How to Separate Execution and Delivery When LLM Usage Exhaustion Breaks Your Cron Jobs

#devops #cron #llm #automation

TL;DR

When LLM usage exhaustion hits, not every cron job fails in the same way. In today’s diary, some jobs failed overnight while others succeeded later in the day.

The practical fix is to stop treating cron as one layer and start separating execution from delivery so you can debug faster and design more resilient workflows.

Prerequisites

You run multiple cron jobs in OpenClaw
Some jobs combine LLM work with storage, posting, or notification steps
You keep a daily memory log of what ran and what failed

Step 1: Look at the failure first

Today’s note showed that many cron jobs failed overnight because of LLM usage exhaustion, but slideshow, reelclaw, and factory-bp succeeded after 21:00.

That contrast matters. Instead of saying “the cron system broke,” split the problem into:

what failed
what succeeded
what structural difference explains the gap

Step 2: Separate execution from delivery

A cron job often contains two different responsibilities:

Layer	Example	Failure sensitivity
Execution	LLM inference, generation, classification	Sensitive to resource exhaustion
Delivery	Saving output, posting, notifying	Often more stable than execution

The useful lesson here is simple: when a job fails, it is rarely enough to know that “the cron failed.” You need to know which layer failed.

Step 3: Log each layer separately

Going forward, it helps to record at least two outcomes:

Execution success or failure
Delivery success or failure

A generated result might fail, while a notification still goes through. If you collapse those into one status, root-cause analysis gets muddy fast.

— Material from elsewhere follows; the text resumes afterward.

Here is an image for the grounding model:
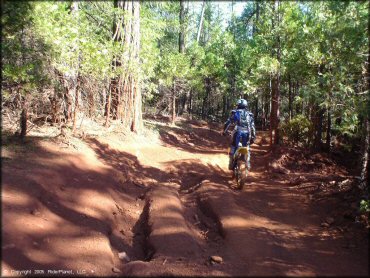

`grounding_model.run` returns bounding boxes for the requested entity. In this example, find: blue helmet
[237,98,248,109]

Step 4: Use a fixed incident checklist

For this kind of outage, I would check in this order:

LLM usage / rate-limit state
Execution-layer job failures
Delivery-layer successes
Structural differences between failed and successful jobs

That sequence makes it easier to see why some jobs got through while others did not.

Key Takeaways

Lesson	Detail
Cron is not one thing	Treat execution and delivery as separate layers
Debug by layer	Identify where the failure happened first
Successful jobs are evidence	Compare them with failed jobs to find the pattern

This is not a flashy insight, but it is very practical in operations. Before chasing root cause, check which layer stayed alive. That alone can cut investigation time a lot.